One-time data validation

This can be executed in either of two pipelines: the web-based tool and the Command Line Interface (CLI). This blog is about how I used both pipelines to validate my data files (.json and .csv) to check for structural errors. I used this csv file that contains insect counts that I documented from my field visit in smallholder avocado farms of Murang’a, Kenya and a data package that I created in my previous blog. Let's do this!

Try.goodtables.io for Validation

goodtables_int

The goodtables web interface

I checked out section A and it provided me with the options for uploading data and I chose to do so from my local computer. After the file was loaded I clicked the validate (B) section and this is what I got:

gt_table_invalid

Invalid file with multiple duplicate rows

The program found multiple duplicate rows in my data. This did not worry me though because that’s how I intended those particular fields to appear. To remove these errors, I just clicked the part C (Ignore blank rows) and hit validate again:

valid_gt

My table is valid!

Ta-da!

While it was simple for me to ignore the duplicate rows, other structural errors such as blank headers may need to be rechecked before repeating the process.

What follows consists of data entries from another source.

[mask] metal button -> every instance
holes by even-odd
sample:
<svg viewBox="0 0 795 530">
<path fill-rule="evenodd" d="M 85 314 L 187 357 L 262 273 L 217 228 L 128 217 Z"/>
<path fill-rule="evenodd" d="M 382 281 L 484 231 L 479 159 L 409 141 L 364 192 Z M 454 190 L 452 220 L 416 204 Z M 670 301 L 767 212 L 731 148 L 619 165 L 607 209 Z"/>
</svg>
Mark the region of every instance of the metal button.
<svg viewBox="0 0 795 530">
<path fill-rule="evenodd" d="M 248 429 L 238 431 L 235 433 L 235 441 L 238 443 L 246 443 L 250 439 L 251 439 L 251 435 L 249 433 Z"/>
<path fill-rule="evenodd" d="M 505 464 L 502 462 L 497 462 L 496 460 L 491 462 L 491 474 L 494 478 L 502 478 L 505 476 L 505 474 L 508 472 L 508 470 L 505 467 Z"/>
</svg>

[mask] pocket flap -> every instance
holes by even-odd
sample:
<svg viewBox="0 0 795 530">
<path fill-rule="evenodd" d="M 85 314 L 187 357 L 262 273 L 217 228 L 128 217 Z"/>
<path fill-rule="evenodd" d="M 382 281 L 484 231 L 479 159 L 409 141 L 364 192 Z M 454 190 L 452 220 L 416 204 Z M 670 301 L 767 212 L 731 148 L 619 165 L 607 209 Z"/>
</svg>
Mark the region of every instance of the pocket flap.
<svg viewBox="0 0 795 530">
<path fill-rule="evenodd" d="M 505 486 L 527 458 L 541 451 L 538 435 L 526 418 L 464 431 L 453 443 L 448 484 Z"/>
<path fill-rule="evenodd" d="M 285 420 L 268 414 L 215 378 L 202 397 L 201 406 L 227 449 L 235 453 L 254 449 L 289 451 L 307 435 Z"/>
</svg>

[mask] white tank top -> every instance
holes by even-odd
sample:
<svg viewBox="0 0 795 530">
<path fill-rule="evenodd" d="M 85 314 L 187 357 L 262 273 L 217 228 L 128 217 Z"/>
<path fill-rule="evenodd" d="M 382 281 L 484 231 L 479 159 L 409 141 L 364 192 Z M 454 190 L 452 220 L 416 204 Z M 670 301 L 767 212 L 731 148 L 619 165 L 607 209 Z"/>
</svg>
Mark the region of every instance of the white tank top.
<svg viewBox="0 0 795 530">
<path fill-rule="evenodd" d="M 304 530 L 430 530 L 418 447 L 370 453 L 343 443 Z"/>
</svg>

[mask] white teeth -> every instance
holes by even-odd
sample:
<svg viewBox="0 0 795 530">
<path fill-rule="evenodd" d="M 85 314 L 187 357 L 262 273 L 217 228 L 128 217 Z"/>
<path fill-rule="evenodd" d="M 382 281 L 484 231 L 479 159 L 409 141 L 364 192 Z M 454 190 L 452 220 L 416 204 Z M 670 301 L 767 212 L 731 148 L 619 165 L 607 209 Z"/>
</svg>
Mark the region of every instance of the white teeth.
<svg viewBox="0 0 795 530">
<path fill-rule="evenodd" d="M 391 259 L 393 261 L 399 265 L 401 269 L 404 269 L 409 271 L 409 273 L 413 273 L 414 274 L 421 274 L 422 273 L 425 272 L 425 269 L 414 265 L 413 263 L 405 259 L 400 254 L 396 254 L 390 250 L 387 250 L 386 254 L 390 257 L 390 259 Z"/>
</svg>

Validating a data package follows the same procedures and if the program detects an error then that will be highlighted promptly and be displayed as above.

Validating using the Command Line Interface (CLI)

For starters, you need these installed:

    Python, the programming language in which goodtables is written (latest version) and

    PIP, a package installer for python

Basic knowledge on how to use the command line is also a necessity, to refresh on this knowledge see here

First, I installed goodtables on the CLI using pip as the package manager:

install_pip

Next, I navigated to my working directory using the cd function and once there I invoked the goodtables validate command with the respective file path. First I validated my data package as illustrated below:

cli_dpackage_valid

Validated my data package

This was quite a simple process but because I wanted to see how the CLI highlights errors, I chose a csv file containing the same information as the data package and this is how it went:

cli_csv_invalid

oops!

This was interesting because both file formats contained the same information, one got validated while the other did not. When using the web interface I had the option of ignoring duplicated rows while the command line did not provide that. I am sure though that there are a set of commands for fixing this. As shown above, the CLI was able to outline the structural errors that dominated my data file in a fraction of a minute.

Starting this exercise was a little technical for me since I forgot to establish my working directory and constantly got an error message that shouted:

[-,-] [scheme-error] [Errno 2] No such file or directory: 'Muranga_insects_dp.json'

So, establishing your working directory is a critical step when working on the commandline (note to self)

girl_code

I loved this experience because not only was it new, but also I got my results instantly. I validated a lot of data files after this just to make the thrill last longer . I highly recommend goodtables to anyone who’s working with data, if not then get some dummy data and just see for yourself!.